Sequencing
Viral RNA was extracted using the ReliaPrep™ Cell Mini Kit (Promega) using a protocol adapted for extraction of RNA from seasonal influenza viruses (using qPCR positive specimens. First, 200 µl diluted specimen, 50 µl water and 250 µl freshly prepared buffer (BL+TG lysis buffer) were mixed by vortexing. Next, 85 µl of isopropanol (100%, Roth) were added and mixed by vortexing. All subsequent steps (including DNase digestion) were performed according to manufacturer’s instructions. Finally, the RNA was eluted in 60 μl of water. Next, multisegment reverse transcription-PCR was performed according to Zhou et al. (10), using viral 14 µl RNA and SuperScript™ III One-Step RT-PCR System with Platinum™ Taq High Fidelity DNA Polymerase (Invitrogen).
One-Step RT-PCR products were purified using SPRIselect beads (Beckman Coulter) according to the manufacturer’s instructions, with a ratio of 0.6. Then, DNA quantification was performed using Qubit dsDNA kit and a Qubit Fluorometer (ThermoFisher).

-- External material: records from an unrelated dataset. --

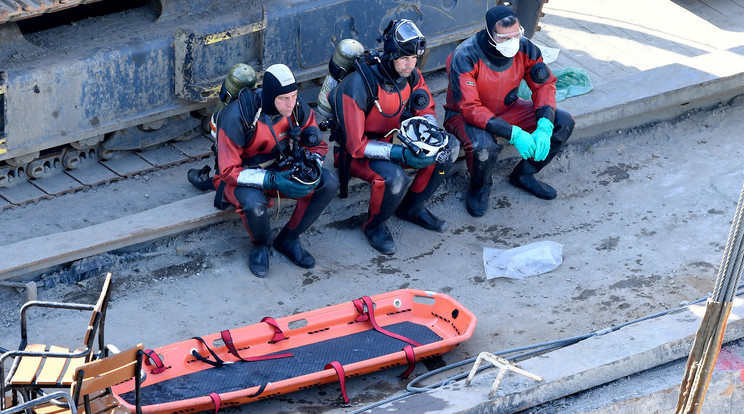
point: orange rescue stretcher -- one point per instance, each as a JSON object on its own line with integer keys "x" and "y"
{"x": 281, "y": 356}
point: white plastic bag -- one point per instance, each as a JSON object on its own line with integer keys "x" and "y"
{"x": 528, "y": 260}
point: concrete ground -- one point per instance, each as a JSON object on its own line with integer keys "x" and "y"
{"x": 642, "y": 214}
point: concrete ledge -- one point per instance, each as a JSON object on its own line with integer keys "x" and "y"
{"x": 587, "y": 364}
{"x": 667, "y": 92}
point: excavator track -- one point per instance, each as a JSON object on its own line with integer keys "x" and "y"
{"x": 93, "y": 170}
{"x": 95, "y": 91}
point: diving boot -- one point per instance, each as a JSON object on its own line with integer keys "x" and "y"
{"x": 529, "y": 183}
{"x": 424, "y": 218}
{"x": 199, "y": 178}
{"x": 290, "y": 247}
{"x": 380, "y": 238}
{"x": 258, "y": 260}
{"x": 477, "y": 200}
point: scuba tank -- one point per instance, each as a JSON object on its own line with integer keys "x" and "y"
{"x": 340, "y": 64}
{"x": 239, "y": 76}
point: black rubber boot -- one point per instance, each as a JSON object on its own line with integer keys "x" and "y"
{"x": 412, "y": 209}
{"x": 289, "y": 245}
{"x": 477, "y": 200}
{"x": 258, "y": 260}
{"x": 380, "y": 238}
{"x": 199, "y": 178}
{"x": 523, "y": 177}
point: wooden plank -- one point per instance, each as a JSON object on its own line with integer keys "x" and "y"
{"x": 46, "y": 251}
{"x": 28, "y": 366}
{"x": 53, "y": 367}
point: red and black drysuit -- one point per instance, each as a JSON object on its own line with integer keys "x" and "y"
{"x": 239, "y": 149}
{"x": 483, "y": 87}
{"x": 362, "y": 122}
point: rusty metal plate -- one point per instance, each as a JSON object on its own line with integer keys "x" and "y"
{"x": 197, "y": 148}
{"x": 163, "y": 156}
{"x": 128, "y": 165}
{"x": 12, "y": 10}
{"x": 23, "y": 193}
{"x": 93, "y": 174}
{"x": 58, "y": 184}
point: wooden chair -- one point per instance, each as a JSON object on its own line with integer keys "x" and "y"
{"x": 91, "y": 393}
{"x": 38, "y": 366}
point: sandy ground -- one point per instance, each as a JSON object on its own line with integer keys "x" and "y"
{"x": 643, "y": 216}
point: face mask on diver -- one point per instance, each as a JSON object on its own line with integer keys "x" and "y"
{"x": 508, "y": 48}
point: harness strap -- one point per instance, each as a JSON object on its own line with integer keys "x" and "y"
{"x": 341, "y": 378}
{"x": 411, "y": 358}
{"x": 216, "y": 400}
{"x": 371, "y": 312}
{"x": 154, "y": 359}
{"x": 278, "y": 333}
{"x": 217, "y": 361}
{"x": 227, "y": 339}
{"x": 260, "y": 390}
{"x": 360, "y": 308}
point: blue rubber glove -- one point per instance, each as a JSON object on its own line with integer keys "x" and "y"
{"x": 281, "y": 181}
{"x": 404, "y": 156}
{"x": 542, "y": 138}
{"x": 523, "y": 142}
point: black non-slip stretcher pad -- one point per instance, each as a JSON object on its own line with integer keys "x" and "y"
{"x": 307, "y": 359}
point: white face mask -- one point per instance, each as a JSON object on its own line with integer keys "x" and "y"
{"x": 508, "y": 48}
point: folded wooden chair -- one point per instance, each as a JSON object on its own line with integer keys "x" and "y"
{"x": 91, "y": 393}
{"x": 38, "y": 366}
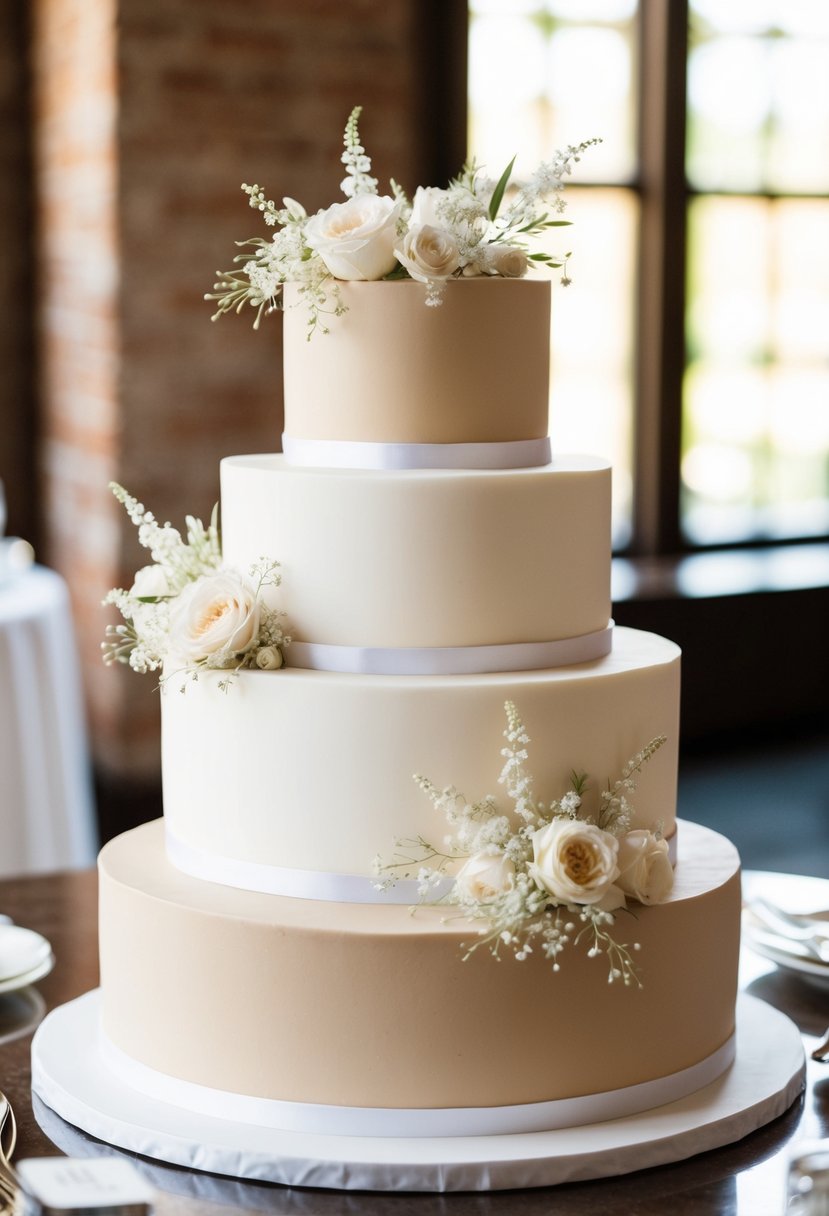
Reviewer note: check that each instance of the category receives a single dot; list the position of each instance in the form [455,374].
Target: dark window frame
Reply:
[753,657]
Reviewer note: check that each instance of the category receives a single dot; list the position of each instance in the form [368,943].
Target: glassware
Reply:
[807,1184]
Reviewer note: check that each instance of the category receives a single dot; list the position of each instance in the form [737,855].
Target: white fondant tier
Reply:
[427,558]
[313,770]
[393,370]
[373,1007]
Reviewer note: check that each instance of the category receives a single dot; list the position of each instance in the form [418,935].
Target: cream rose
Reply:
[576,862]
[150,583]
[355,238]
[484,876]
[428,253]
[218,613]
[508,260]
[644,867]
[269,658]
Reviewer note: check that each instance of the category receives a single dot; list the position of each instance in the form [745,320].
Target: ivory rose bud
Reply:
[150,583]
[426,207]
[216,614]
[355,238]
[269,658]
[428,253]
[484,876]
[576,862]
[509,262]
[644,867]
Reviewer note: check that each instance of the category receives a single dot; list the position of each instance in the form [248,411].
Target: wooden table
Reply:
[742,1180]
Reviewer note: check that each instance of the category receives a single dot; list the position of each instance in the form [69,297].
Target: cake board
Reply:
[71,1079]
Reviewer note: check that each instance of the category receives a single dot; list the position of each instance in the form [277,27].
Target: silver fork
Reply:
[807,932]
[822,1053]
[9,1188]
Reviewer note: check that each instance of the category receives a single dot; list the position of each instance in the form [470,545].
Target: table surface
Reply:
[740,1180]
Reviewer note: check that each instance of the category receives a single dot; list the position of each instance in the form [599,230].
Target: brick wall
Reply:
[17,420]
[148,116]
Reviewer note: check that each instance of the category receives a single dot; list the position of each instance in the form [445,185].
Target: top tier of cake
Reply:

NGS was performed using 1 ng purified One-Step RT-PCR product, Nextera XT DNA Library Preparation Kit and subsequently the ISeq platform (Illumina). Trimming, reference mapping and generation of consensus sequences (threshold 90%) were done with Geneious software (11.1.5) and influenza A(H1N1)pdm09 genome sequences (minority variants ≥10%) were deposited in GISAID (www.GISAID.org).